As provas do processo que investiga as suspeitas de corrupção, e que envolve o presidente da Câmara de Barcelos e o ex-presidente da Câmara de Santo Tirso vão ser reavaliadas pelo Tribunal Central de Instrução Criminal.

RTP /
A Relação do Porto considerou que o juiz de instrução que autorizou as escutas telefónicas e as buscas não é competente para as analisar.

O Jornal Público diz que o inquérito investiga crimes que terão ocorrido em várias localidades e que estão por isso na dependência de diferentes tribunais.

Como tal, o Tribunal de Instrução Criminal do Porto deixa de ser competente.

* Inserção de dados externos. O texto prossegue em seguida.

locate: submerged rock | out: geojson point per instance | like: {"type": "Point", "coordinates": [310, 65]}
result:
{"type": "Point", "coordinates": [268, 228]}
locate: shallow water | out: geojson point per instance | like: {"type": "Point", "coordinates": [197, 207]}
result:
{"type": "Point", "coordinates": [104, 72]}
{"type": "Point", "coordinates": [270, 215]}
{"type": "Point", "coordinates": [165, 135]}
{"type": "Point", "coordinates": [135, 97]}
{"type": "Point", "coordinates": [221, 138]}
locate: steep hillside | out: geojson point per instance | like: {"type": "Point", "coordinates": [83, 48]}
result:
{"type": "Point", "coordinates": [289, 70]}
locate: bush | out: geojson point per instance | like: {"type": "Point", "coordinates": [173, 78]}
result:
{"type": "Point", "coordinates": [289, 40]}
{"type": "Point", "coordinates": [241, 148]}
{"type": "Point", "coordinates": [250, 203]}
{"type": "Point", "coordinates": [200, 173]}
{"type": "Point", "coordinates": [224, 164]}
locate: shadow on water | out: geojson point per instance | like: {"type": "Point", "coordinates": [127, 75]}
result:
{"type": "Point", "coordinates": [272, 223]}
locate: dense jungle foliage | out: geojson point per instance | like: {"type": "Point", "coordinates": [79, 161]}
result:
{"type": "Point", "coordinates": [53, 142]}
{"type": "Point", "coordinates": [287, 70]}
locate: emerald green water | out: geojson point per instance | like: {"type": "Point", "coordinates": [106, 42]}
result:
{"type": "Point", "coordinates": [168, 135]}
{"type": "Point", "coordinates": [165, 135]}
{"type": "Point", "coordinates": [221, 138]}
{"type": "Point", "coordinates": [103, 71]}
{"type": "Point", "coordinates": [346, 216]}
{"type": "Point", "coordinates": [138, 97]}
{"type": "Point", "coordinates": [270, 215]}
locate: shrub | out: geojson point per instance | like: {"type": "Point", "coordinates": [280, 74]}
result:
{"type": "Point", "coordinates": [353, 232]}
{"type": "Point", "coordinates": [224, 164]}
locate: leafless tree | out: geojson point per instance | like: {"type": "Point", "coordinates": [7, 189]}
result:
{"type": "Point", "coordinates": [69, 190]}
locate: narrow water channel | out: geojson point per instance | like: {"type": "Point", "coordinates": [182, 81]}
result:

Os desembargadores consideram que há fortes indícios de que o presidente da Câmara de Barcelos terá beneficiado as empresas de Manuela Couto em troca de apoio político.

Ainda assim, o Tribunal da Relação do Porto alterou as medidas de coação de Miguel Costa Gomes e de Manuela Couto.

Pagaram uma caução e já não estão em prisão domiciliária.

A Operação Teia investiga suspeitas de corrupção, tráfico de influência e participação económica em negócio.